Population: 636,479 (metro area: 4.6 million)
Median Household Income: $51,739
Median Home Price: $381,900
Unemployment Rate: 6.4 percent
Readers praised Boston for its small size, walkability, and athletic culture. “It’s the best sports town in America,” says Josh Rowe, a 44-year-old performance-marketing manager for New Balance. “Everyone’s a fan of some sort, and the Boston Marathon is beyond a running event—it’s part of the city’s fabric.”
New Englanders have learned to squeeze every ounce out of summer in the city’s 2,200 acres of parks or by paddling the Charles, and they join ubiquitous sports clubs each winter. “You can find everything from jujitsu to boxing to CrossFit,” says Regina O’Brien, 48, fitness director at Benefitness Health Club. There are also burgeoning pop-up fitness tribes like the November Project, which organizes free weekly workouts. And it’s easy to find a job, thanks to more than 50 universities in the metro area, abundant science and medical centers, and a thriving financial district.
Food and Nightlife: Owing to its immigrant heritage, the city has diverse food roots, from the North End’s famed Italian restaurants to Russian cuisine in Brookline. But what readers loved best was unanimous: the seafood. “Try Summer Shack. They do great oysters like good New Englanders—not fancy or pretentious,” says Nathan Miles, associate meat coordinator at Whole Foods Market.

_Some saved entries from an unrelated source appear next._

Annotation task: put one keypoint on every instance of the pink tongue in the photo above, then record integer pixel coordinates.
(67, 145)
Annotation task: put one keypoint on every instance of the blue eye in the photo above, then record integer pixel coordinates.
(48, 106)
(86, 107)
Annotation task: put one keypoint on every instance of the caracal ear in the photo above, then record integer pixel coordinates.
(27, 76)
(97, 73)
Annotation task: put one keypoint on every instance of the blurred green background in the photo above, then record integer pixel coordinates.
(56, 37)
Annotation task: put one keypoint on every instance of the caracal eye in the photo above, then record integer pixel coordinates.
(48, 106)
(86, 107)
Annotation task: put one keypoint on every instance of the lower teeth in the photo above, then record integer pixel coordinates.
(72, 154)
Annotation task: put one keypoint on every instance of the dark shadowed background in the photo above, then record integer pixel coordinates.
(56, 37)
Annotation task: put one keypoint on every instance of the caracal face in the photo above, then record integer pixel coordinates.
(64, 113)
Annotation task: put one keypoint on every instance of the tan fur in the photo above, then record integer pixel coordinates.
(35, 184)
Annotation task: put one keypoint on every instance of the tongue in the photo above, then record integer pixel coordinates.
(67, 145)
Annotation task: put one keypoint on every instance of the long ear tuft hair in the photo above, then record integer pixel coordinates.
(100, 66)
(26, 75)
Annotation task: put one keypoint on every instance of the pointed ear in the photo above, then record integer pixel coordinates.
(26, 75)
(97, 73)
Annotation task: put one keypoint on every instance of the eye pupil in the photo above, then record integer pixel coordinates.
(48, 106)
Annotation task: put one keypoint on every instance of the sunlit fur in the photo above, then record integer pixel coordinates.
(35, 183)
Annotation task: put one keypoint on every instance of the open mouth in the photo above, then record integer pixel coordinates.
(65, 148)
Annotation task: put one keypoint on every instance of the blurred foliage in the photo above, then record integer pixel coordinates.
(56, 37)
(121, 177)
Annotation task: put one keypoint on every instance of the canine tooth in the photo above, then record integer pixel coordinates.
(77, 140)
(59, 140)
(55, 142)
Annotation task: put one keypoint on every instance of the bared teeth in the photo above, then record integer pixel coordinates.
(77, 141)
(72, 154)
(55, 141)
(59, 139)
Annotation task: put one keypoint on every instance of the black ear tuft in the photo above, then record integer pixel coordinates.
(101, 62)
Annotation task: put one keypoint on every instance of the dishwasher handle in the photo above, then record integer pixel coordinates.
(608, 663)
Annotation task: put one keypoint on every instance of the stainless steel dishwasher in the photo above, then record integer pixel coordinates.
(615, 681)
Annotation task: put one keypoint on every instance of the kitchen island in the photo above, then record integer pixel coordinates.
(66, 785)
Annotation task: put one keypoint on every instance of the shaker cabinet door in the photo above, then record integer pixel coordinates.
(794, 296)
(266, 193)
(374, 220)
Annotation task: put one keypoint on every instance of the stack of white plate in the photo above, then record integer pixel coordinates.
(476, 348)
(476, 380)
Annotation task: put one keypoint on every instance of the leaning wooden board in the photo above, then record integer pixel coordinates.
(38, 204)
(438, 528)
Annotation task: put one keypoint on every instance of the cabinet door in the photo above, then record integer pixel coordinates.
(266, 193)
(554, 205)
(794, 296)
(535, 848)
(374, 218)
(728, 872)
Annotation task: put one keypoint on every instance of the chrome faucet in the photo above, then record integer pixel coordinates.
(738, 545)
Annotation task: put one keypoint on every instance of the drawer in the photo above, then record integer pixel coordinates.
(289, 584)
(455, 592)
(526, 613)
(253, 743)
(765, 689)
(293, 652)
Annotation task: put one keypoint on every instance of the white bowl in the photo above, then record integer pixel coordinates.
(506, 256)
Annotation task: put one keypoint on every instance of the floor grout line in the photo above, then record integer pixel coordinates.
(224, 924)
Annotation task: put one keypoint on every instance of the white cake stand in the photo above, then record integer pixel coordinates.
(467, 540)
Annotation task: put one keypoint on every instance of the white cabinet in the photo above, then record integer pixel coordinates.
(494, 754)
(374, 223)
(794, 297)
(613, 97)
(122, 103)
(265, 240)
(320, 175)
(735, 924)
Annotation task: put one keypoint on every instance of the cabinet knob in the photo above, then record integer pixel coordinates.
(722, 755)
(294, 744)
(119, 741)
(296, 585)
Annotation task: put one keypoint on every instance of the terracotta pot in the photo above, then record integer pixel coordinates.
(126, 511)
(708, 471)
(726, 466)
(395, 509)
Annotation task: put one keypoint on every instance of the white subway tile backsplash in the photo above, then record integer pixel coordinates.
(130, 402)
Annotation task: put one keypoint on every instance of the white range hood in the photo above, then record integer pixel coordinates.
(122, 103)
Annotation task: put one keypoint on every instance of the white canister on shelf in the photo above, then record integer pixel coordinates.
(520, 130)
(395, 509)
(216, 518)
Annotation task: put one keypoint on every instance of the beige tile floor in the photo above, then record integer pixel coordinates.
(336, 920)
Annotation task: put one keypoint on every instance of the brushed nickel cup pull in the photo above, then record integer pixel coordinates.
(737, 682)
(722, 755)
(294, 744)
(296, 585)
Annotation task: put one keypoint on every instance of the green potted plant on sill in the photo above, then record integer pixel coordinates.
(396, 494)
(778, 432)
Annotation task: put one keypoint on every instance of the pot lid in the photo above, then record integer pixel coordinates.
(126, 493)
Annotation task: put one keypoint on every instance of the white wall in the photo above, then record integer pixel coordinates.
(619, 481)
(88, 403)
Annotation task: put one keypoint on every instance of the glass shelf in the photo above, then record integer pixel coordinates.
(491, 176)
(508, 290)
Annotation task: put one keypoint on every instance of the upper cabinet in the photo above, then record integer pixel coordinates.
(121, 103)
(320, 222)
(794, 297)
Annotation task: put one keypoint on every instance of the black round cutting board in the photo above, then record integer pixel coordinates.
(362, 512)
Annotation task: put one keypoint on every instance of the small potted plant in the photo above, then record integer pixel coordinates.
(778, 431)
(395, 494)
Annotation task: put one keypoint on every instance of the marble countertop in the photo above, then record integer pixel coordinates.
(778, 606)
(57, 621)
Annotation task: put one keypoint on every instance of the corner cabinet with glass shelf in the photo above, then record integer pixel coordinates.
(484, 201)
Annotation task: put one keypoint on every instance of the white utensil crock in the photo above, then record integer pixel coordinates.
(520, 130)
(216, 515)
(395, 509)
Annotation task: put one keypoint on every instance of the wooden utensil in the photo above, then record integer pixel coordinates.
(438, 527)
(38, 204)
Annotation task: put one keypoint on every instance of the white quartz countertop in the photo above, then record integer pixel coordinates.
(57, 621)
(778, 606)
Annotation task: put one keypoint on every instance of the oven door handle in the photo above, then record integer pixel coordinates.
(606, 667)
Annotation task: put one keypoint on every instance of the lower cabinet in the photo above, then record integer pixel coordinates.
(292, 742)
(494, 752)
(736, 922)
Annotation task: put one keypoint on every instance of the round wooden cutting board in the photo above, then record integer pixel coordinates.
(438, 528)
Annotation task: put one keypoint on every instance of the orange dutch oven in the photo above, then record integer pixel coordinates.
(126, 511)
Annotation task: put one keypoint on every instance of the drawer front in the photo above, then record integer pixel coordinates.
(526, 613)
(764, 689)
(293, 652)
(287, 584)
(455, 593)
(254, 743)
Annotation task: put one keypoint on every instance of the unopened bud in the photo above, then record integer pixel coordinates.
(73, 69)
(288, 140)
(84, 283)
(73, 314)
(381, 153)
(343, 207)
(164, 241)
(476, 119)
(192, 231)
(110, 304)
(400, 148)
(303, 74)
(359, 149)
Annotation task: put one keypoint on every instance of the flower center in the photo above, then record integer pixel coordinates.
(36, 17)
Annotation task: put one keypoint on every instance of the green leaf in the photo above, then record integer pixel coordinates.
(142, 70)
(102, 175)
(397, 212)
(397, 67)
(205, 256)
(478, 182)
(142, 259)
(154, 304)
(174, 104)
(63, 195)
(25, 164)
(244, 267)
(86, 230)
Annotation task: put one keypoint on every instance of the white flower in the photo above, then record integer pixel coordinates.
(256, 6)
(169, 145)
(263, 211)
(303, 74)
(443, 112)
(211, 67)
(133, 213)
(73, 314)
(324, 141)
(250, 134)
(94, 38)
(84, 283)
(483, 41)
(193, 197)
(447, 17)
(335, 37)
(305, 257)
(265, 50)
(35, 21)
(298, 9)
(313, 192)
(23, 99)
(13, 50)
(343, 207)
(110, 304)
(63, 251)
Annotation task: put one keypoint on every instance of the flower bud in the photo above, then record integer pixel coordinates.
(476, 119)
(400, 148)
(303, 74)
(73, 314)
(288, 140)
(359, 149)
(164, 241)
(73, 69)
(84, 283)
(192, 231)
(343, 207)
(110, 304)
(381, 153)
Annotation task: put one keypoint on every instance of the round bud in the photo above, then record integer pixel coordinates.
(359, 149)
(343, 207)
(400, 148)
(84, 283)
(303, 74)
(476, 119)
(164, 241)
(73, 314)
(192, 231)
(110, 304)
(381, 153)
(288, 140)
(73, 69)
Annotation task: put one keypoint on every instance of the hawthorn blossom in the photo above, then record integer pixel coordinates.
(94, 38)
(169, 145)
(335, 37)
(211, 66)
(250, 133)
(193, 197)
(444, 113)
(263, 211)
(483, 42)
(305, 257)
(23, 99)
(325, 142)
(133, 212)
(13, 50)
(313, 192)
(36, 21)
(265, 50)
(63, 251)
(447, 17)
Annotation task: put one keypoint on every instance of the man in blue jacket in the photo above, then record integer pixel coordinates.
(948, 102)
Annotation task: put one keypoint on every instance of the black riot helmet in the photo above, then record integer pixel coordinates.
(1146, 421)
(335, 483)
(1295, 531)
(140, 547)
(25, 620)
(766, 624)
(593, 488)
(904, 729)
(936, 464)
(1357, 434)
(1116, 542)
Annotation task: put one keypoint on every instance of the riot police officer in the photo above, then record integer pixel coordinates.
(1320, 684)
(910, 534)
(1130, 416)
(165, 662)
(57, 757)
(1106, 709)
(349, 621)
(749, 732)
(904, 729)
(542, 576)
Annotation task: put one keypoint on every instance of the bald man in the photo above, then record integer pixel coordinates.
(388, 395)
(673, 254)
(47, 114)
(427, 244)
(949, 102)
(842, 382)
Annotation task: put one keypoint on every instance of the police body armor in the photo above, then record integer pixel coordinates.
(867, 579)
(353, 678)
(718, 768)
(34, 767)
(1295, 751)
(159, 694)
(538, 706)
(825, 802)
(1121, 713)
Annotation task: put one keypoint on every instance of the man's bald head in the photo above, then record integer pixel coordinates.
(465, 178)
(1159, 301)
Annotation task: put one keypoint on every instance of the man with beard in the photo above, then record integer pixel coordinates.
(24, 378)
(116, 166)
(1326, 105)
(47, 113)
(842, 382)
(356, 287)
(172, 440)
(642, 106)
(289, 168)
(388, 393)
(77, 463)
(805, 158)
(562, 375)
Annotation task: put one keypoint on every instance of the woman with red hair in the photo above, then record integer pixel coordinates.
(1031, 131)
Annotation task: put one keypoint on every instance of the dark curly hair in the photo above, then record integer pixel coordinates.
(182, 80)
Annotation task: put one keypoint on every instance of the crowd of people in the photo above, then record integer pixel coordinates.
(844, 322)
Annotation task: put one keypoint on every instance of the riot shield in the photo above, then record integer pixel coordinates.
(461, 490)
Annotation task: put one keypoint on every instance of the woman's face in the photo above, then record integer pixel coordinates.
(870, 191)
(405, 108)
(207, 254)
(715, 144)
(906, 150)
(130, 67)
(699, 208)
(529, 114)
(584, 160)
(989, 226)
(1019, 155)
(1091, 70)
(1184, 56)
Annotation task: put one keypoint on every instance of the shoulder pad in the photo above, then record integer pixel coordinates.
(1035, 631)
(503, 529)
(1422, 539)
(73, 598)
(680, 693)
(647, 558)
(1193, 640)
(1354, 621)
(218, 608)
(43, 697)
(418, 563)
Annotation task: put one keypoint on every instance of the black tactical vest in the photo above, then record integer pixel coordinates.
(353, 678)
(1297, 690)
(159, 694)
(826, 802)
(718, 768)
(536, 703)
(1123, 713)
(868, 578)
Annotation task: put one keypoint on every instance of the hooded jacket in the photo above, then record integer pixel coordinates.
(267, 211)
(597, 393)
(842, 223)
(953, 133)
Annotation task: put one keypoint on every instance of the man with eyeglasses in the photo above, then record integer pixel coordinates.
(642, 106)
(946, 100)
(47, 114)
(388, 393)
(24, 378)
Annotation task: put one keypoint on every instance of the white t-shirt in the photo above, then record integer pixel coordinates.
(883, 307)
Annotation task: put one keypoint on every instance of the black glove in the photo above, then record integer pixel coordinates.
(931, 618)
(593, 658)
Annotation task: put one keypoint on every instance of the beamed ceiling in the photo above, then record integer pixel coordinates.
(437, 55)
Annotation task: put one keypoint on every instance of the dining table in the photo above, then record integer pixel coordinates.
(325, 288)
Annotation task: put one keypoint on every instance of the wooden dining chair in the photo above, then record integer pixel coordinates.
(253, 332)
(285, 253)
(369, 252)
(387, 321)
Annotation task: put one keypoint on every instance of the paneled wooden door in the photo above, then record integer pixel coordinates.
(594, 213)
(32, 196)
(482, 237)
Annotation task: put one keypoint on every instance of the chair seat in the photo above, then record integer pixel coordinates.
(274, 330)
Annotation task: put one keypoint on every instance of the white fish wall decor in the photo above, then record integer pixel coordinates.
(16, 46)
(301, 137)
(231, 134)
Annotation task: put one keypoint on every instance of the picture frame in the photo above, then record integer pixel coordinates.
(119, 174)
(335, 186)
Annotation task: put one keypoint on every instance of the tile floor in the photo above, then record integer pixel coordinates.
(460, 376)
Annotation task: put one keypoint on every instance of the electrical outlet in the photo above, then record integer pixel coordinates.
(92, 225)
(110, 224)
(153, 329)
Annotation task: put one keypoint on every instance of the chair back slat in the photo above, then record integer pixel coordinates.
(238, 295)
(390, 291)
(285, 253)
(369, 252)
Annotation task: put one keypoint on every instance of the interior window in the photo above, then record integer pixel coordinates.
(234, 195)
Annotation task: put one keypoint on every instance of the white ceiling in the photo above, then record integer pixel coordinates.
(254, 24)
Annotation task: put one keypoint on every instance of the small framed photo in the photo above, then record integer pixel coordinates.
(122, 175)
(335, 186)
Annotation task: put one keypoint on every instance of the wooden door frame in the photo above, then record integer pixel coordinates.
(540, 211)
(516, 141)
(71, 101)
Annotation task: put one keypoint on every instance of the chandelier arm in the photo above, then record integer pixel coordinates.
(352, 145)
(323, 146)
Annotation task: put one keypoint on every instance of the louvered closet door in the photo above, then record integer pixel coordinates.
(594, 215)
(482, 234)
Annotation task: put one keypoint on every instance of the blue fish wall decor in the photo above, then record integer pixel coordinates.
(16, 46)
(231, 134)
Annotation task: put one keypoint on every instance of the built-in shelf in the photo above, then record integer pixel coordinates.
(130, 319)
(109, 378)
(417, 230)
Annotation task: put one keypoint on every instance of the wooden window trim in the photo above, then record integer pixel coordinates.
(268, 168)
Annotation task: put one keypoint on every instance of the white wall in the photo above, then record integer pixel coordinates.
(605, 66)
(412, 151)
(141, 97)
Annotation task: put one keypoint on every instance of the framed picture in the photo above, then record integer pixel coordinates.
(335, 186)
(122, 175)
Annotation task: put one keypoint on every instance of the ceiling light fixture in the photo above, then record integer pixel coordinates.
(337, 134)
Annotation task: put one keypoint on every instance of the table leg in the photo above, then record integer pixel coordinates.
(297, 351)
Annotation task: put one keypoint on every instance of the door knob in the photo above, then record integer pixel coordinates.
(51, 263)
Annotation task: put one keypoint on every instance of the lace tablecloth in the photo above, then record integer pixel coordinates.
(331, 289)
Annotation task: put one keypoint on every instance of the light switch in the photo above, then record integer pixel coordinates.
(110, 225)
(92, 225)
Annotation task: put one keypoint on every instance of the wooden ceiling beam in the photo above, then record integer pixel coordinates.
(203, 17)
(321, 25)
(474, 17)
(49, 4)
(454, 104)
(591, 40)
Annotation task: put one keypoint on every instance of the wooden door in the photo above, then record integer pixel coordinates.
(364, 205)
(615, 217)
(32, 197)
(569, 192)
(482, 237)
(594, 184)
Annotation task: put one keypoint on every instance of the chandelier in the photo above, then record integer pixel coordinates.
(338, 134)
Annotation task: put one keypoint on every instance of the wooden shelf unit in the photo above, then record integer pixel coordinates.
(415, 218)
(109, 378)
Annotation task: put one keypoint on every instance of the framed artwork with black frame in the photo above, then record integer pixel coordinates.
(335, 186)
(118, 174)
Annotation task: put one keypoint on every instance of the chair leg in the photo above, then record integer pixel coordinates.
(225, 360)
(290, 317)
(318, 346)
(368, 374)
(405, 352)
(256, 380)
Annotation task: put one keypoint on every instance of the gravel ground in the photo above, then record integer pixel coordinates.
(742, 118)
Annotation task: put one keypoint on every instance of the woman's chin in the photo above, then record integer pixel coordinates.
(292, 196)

Access: “Boston is active, young, and a very green city with the parks and the river,” says Rowe. But it’s also easy to escape. The Berkshires, the White Mountains of New Hampshire, the Green Mountains of Vermont, and the beaches of the Cape and North Shore are all within three hours.
Running: “The Boston Marathon is a huge draw, but we have races year-round and a lot of running clubs,” says reader Charlie Felder. Locals love the 18-mile path along the Charles River, the reservoir at Cleveland Circle, and Jamaica Pond.